Accelerated Radiation Therapy Using Weekend Boost with Concurrent Cisplatin in Head and Neck Squamous Cell Cancers: An Indian Institutional Experience.

Autor: Pushpa Naga CH; Department of Radiation Oncology, Tata Memorial Hospital, Mumbai, Maharashtra, India. Electronic address: pushpach29@gmail.com., Janaki MG; Department of Radiation Oncology, M.S. Ramaiah Medical College and Hospitals, Bengaluru, Karnataka, India., Arul Ponni TR; Department of Radiation Oncology, M.S. Ramaiah Medical College and Hospitals, Bengaluru, Karnataka, India., Rajeev AG; Department of Radiation Oncology, Radiant Cancer Hospital, Mysooru, Karnataka, India., Kirthi Koushik AS; Department of Radiation Oncology, M.S. Ramaiah Medical College and Hospitals, Bengaluru, Karnataka, India., Mohan Kumar S; Department of Radiation Oncology, M.S. Ramaiah Medical College and Hospitals, Bengaluru, Karnataka, India.
Jazyk: angličtina
Zdroj: Journal of medical imaging and radiation sciences [J Med Imaging Radiat Sci] 2017 Sep; Vol. 48 (3), pp. 307-315. Date of Electronic Publication: 2017 Jun 20.

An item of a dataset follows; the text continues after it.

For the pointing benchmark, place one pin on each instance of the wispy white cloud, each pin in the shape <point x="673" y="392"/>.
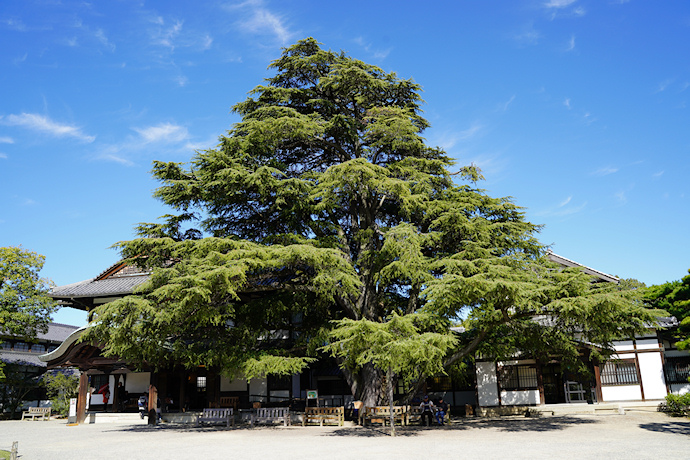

DOI: 10.1016/j.jmir.2017.05.001
Abstrakt: Purpose: The purpose of the study was to evaluate the feasibility and efficacy of an accelerated radiotherapy schedule using weekend boost in terms of tumor response, compliance, and acute toxicities for head and neck squamous cell carcinoma, and to report long-term clinical outcomes.
Materials and Methods: Twenty-six patients with stages III-IV head and neck squamous cell carcinoma receiving radical chemoradiotherapy were accrued prospectively into the study. External beam radiation therapy to a total dose of 66-70 Gy in 33-35 fractions, 1.8-2.0 Gy per fraction along with concurrent weekly cisplatin was planned. Radiation regimen included delivery of six fractions per week, with boost field delivered as the sixth fraction on the weekend. The compliance, tumor response, and toxicities were recorded. Survival curves were estimated using the Kaplan-Meier method.
Results: Twenty-one of 26 patients (81%) completed treatment as planned and five patients died during the course of treatment. Sixteen patients (62%) completed treatment in less than 44 days and, at the end of 3 months' follow-up, 18 patients (69%) showed complete response and two patients (8%) showed partial response. The 2- and 5-year actuarial disease-free survival were 90% and 65%, respectively, and 2- and 5-year actuarial overall survival were 60% and 38%, respectively.
Conclusion: Accelerated fractionation using weekend boost, along with concurrent weekly concurrent cisplatin, is an effective and promising approach with favorable impact on initial tumor response, comparable results, and acceptable toxicities.